Abgehorcht (7): Spülmaschinen-Aerobic

Sportverein zu. Wetter schlecht. Wie soll man sich da bitte fithalten? Gut, dass es eine besondere Fitnessmaschine in den eigenen vier Wänden gibt. Wie sie funktioniert, lesen Sie im 7. Teil unserer Kolumne “Abgehorcht”.

VON STEFANIE BECKRÖGE

Die meisten von uns kennen das Problem – Weihnachtskekse, Stollen, Marzipan – und dann noch den himmlischen Nachtisch aus geschichteten Spekulatius mit Sahne und Himbeeren. Der Schock kommt im Januar beim zaghaften Betreten der Waage. Bringt einem dann auch nichts, wenn alle sagen, man nehme nicht zwischen Weihnachten und Neujahr, sondern zwischen Neujahr und Weihnachten zu… Und dann hat auch noch der Sportverein zu und das Wetter verkürzt den Weihnachtsspaziergang auf „einmal um den Block“.

Aber Ernährungs-und Sportmediziner sprechen ja gerne vom Bewegungspotenzial im Haushalt. Und das gilt es aktiv zu nutzen. Da bin ich froh, dass ich klein bin und in einem Altbremer Haus wohne – da sind nämlich nicht nur die Decken hoch, sondern daran angepasst auch die Schränke. Damit wird jedes Spülmaschinen-Ausräumen zur Step-Aerobic- Einlage in den eigenen vier Wänden.

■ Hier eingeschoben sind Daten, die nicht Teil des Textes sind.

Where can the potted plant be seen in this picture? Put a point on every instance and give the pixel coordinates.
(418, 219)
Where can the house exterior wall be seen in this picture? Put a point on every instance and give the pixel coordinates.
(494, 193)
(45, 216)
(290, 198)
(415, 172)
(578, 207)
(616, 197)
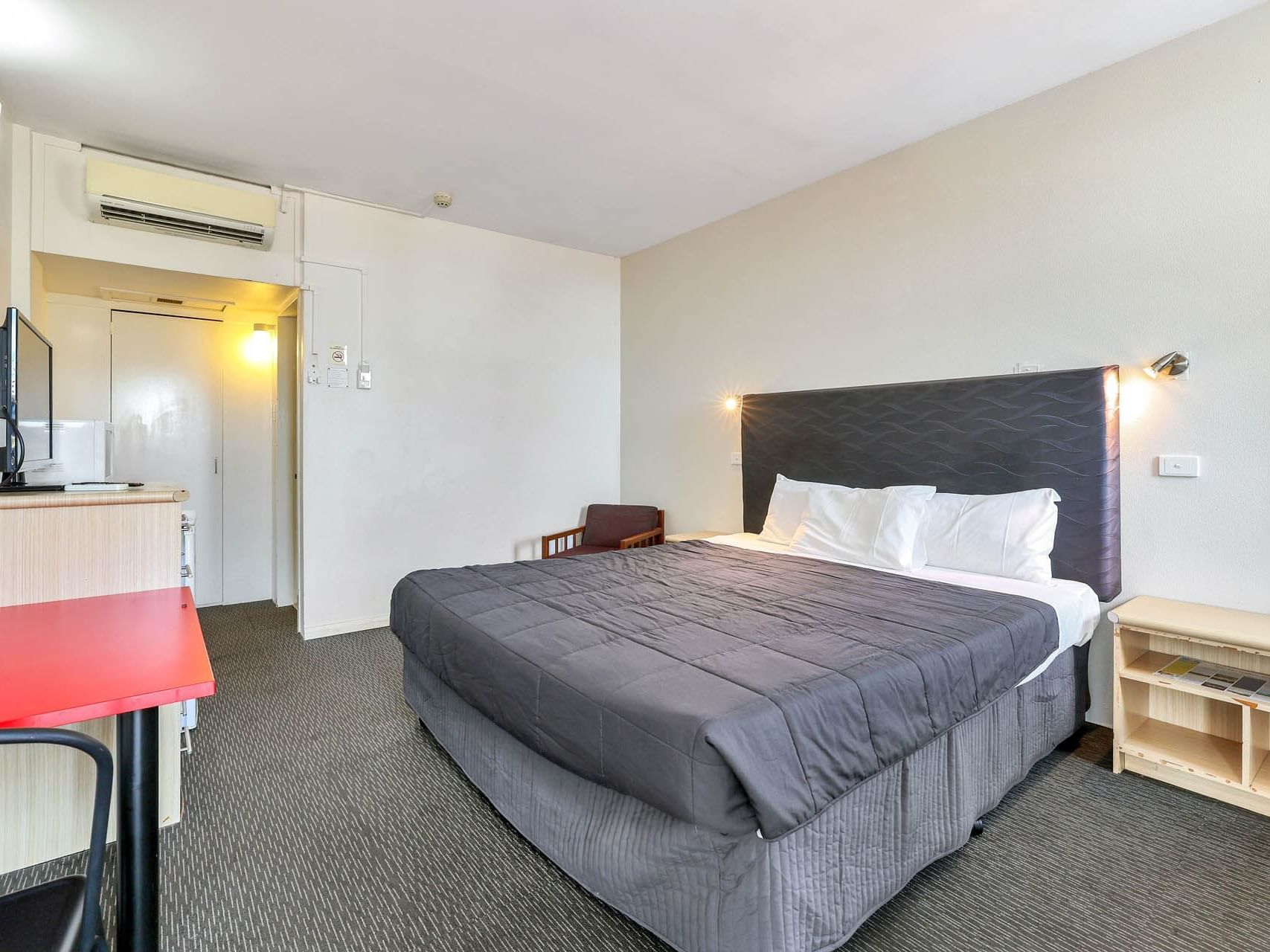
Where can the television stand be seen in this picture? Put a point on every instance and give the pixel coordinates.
(32, 488)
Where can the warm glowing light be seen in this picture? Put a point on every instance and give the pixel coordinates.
(1135, 396)
(260, 347)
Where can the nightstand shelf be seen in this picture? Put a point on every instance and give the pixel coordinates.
(1205, 740)
(1187, 749)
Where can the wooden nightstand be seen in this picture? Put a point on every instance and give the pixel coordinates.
(1205, 740)
(693, 536)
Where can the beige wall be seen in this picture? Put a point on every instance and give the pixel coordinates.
(1105, 221)
(79, 329)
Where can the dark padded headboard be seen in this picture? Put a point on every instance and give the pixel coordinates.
(979, 434)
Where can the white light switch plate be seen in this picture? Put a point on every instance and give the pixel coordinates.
(1184, 466)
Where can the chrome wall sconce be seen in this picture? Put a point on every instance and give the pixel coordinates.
(1175, 363)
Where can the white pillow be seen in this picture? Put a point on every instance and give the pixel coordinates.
(785, 509)
(1010, 535)
(864, 526)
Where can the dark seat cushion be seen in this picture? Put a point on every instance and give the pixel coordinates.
(583, 550)
(43, 918)
(610, 524)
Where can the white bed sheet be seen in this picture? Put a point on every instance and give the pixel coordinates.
(1074, 602)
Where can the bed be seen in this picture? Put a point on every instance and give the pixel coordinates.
(747, 750)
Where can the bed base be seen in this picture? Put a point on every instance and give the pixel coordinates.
(808, 891)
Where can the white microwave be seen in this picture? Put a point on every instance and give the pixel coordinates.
(83, 452)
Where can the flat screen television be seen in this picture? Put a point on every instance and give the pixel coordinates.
(25, 395)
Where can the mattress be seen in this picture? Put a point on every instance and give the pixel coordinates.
(1074, 603)
(727, 687)
(705, 891)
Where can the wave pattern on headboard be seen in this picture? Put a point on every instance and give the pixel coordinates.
(981, 434)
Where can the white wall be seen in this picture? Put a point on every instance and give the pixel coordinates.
(285, 463)
(79, 329)
(5, 206)
(16, 277)
(493, 415)
(1106, 221)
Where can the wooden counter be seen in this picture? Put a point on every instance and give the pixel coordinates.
(149, 493)
(77, 545)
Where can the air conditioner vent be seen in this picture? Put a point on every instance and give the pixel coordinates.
(141, 199)
(242, 234)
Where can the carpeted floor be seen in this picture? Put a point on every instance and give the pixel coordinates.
(321, 817)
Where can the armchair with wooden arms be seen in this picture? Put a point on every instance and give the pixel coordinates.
(609, 528)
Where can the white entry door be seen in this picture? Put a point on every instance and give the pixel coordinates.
(165, 402)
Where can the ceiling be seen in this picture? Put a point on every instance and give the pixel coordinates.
(603, 125)
(246, 300)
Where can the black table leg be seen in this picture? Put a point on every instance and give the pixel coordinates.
(138, 831)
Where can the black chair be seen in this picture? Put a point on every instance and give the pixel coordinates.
(64, 916)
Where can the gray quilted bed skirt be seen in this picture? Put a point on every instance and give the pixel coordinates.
(702, 891)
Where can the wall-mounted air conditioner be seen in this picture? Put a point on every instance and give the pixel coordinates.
(151, 201)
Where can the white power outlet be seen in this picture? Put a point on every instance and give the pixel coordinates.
(1183, 466)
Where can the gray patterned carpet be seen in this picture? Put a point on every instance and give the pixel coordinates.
(321, 817)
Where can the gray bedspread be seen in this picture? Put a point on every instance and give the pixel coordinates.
(727, 687)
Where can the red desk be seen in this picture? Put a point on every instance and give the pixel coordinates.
(122, 655)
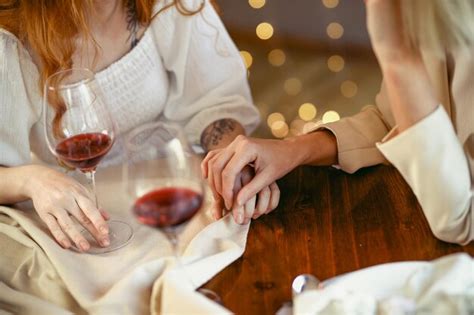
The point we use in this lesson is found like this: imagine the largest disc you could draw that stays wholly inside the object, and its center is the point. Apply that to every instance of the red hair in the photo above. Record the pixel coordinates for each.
(50, 28)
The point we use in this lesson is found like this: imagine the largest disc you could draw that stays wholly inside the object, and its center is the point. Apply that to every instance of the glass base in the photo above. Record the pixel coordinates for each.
(120, 234)
(211, 295)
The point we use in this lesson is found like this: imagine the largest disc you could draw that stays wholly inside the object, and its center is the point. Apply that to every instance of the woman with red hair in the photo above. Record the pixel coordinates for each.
(154, 60)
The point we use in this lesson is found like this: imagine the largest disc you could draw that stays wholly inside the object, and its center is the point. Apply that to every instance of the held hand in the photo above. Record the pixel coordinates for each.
(56, 197)
(271, 160)
(262, 203)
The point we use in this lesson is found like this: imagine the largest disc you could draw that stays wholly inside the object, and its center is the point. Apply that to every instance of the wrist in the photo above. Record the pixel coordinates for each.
(317, 148)
(28, 179)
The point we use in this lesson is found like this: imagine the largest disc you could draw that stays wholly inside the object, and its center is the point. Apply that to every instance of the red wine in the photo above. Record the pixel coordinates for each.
(84, 151)
(167, 206)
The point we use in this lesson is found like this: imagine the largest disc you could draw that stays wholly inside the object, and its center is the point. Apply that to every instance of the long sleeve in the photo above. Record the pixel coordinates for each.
(357, 135)
(18, 101)
(208, 80)
(431, 159)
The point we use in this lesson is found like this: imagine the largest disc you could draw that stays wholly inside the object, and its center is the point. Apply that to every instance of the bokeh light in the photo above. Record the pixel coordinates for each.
(293, 86)
(280, 129)
(296, 126)
(277, 57)
(336, 63)
(274, 117)
(257, 4)
(335, 30)
(264, 30)
(330, 4)
(330, 116)
(349, 89)
(307, 111)
(247, 57)
(310, 126)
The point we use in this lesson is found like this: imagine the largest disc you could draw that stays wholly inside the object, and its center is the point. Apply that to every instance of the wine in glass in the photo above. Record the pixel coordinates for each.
(79, 131)
(164, 180)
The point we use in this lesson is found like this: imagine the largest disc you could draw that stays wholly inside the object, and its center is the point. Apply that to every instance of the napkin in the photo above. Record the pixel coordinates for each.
(37, 276)
(443, 286)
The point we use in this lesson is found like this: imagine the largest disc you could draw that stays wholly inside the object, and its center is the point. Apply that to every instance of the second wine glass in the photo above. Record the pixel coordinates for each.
(164, 181)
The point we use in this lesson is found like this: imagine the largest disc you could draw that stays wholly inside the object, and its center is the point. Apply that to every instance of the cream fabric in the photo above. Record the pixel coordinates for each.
(443, 179)
(444, 286)
(39, 277)
(185, 69)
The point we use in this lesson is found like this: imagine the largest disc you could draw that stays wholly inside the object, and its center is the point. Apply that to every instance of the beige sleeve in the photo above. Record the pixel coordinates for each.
(357, 135)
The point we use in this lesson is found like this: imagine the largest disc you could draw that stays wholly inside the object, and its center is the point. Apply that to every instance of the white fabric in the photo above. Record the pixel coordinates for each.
(444, 286)
(184, 69)
(432, 161)
(140, 278)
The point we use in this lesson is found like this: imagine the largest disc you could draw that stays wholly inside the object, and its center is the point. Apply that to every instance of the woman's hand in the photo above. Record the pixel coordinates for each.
(56, 197)
(270, 159)
(262, 203)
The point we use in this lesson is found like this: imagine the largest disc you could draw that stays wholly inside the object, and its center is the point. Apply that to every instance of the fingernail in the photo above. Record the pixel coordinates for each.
(240, 218)
(105, 242)
(84, 246)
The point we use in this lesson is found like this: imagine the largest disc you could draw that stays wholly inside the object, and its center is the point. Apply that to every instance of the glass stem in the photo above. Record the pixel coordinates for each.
(93, 187)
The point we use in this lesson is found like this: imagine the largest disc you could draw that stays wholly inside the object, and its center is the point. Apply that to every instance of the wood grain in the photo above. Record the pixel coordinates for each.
(328, 223)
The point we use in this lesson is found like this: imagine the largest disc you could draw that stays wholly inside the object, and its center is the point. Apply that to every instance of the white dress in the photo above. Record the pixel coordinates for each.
(185, 69)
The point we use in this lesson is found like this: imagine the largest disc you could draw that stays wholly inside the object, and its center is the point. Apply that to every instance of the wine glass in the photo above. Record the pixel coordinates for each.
(163, 179)
(79, 131)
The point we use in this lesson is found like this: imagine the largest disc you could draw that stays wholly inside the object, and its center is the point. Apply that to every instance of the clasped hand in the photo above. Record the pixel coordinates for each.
(242, 177)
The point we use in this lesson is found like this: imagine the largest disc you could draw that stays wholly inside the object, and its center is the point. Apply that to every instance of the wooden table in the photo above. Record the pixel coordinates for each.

Und das obwohl die Küche doch schon wegen des gefüllten Kühlschranks eher als Problemzone wahrgenommen wird. Also los. Klappe auf. Zunächst die Teller. Gut, das Tellerregal ist selbst für mich ohne Hilfsmittel erreichbar, aber ein paar Teller übereinander trainieren schon mal die Oberarme. Dann die Becher und Tassen – da ist schon der Stepp gefragt, bei Müslischüsseln und Gläsern geht es auf die zweite Stufe – rauf, runter … Beim Bücken zum Spüler: Beine gerade, Rücken gerade runter – und dehnen!

In unserer Kolumne „Abgehorcht“ berichten unsere Autoren über die alltäglichen Versuche gesünder zu leben. Und darüber, warum das am Ende oft doch nicht klappt.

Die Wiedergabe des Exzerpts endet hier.